When Blue Shield of California started its focused effort to build innovation capability across the organization, we talked to many companies that created similar groups within their organization. While this was not a new practice for me, it was a new concept for our 81-year-old nonprofit health plan, and we were mining for ideas that would equip our colleagues to innovate effectively—we sometimes refer to this as “teaching them to fish.” One of these organizations was St. Jude Children’s Research Hospital and their fundraising and awareness wing – American Lebanese Syrian Associated Charities (ALSAC).

ALSAC was developed in 1957 by Danny Thomas even before St. Jude had opened its first hospital, which occurred five years later in Memphis, Tenn. This was because St. Jude’s mission is to ensure that no child is denied treatment based on race, religion, or a family’s ability to pay, so they needed a robust fundraising plan. Today, it costs $2.8 million a day to provide care and conduct research focused on catastrophic diseases in children, particularly leukemia and cancer.

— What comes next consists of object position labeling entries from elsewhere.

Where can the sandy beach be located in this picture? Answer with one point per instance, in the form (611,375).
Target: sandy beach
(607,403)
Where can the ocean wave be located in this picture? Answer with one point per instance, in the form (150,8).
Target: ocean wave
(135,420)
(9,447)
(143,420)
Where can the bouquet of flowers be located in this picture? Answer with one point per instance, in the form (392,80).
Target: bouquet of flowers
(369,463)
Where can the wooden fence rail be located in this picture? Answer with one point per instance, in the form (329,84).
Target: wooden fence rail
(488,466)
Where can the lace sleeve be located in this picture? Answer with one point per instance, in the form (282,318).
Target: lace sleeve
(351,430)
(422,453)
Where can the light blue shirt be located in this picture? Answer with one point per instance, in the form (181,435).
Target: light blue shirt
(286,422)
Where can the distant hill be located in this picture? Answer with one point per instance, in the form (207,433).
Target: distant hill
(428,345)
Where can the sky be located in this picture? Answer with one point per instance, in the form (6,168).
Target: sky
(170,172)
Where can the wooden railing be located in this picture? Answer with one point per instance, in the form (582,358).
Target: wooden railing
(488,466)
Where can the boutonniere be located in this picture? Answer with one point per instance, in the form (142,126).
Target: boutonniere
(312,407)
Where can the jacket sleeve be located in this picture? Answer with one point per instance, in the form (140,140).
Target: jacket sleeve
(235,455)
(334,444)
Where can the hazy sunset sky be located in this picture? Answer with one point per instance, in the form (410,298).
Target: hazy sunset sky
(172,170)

Like Blue Shield, St. Jude is not driven to do work for a shareholder audience. Instead, they’re working towards aiding the 8,500 children they treat each year. So, their 14-person innovation team, which was created in 2016 and has a transformation plan that spans until 2030, has been able to provide many capabilities and tools to guide colleagues in order to accomplish their enterprise innovation goals.
It’s that transformation work that I was looking forward to discuss on stage at SXSW 2020 with Jay Jump, Executive Director of Business Transformation & Innovation at ALSAC, until the event was cancelled due to COVID-19 concerns.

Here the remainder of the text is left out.